Imagine looking at your program and seeing races at the distance of 1609 meters (1 mile), a race at 2011 meters (1 1/4 miles), or a race at 2615 meters (1 3/8 miles). What about starting gate or vault start? Horses, with a 20 yard handicap or a second tier? Outrageous you think? Don't be so certain.
As racing handles continue to decline with or without the Meadowlands, there will be a greater need to mine the simulcasting market on a global level. With Canada and the United States being the only countries that race at the standard mile all the time (almost), single tier only (for the most part), exclusively with a starting gate (though I imagine we may find an unsanctioned race meet somewhere where it is not the case), and the rest of the world (Europe, Australasia, South America) racing odd distances, with a starting gate or a vault start, with second tiers or distance handicaps, who do you think is going to change to meet the demand of the global customer? It is a numbers game; especially with the sport being healthier in other countries. In fact, would it be too bold to suggest the possibility of monte racing?

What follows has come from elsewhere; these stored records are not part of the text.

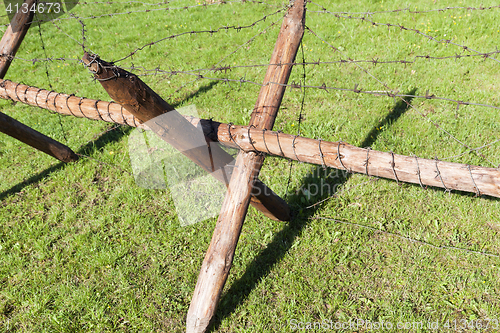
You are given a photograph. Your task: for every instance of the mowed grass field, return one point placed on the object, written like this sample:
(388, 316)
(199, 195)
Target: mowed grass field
(84, 249)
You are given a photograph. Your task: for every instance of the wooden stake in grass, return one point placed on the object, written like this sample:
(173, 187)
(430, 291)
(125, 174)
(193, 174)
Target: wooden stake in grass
(219, 257)
(37, 140)
(146, 105)
(9, 45)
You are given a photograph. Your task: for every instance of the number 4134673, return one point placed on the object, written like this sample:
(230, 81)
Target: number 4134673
(42, 7)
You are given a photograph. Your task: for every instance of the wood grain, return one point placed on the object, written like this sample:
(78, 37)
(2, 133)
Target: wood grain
(147, 106)
(219, 257)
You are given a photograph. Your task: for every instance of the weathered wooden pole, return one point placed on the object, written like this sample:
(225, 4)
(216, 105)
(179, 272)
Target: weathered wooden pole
(37, 140)
(410, 169)
(14, 35)
(69, 105)
(219, 257)
(9, 45)
(147, 106)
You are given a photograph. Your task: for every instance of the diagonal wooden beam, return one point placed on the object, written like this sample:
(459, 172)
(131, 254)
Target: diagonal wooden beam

I am not saying these changes are going to occur next week or next year, but I suspect within the next five years we are going to start moving towards a global standardization of the sport. What about our American purists? Well, maybe here is one advantage of having the majority of our fans being senior citizens. As time goes on there will be less purists we'll have to worry about.
Right now, come Breeders Crown and Hambletonian Days, the foreign market can tolerate our vanilla flavor of racing, but do you think on a daily basis they will be content with the same flavor of racing each day? My guess is no. If we want wagering from Europe, Australasia, even South America on a daily basis, we are going to have to give the customers there what they want; not what we want to give them.
Why do you think global thoroughbred racing is so successful? Because regardless of the country you are racing in, the game is basically the same. Sure, their races may be in meters, but when you convert the distances from meters to furlongs, they are similar distances. Some tracks are not flat, having some hills in the course, but a gambler in the United States will have no problem wagering on races in Japan, Australia, England, Singapore (as they do now) and vice versa. If harness racing is ever going to seriously try to exploit the global simulcasting market, it is going to be necessary to standardize the product and who do you think is going to accomodate who, two countries in North America or the rest of the world?
It's going to be Darwinism at its finest. Adopt or die.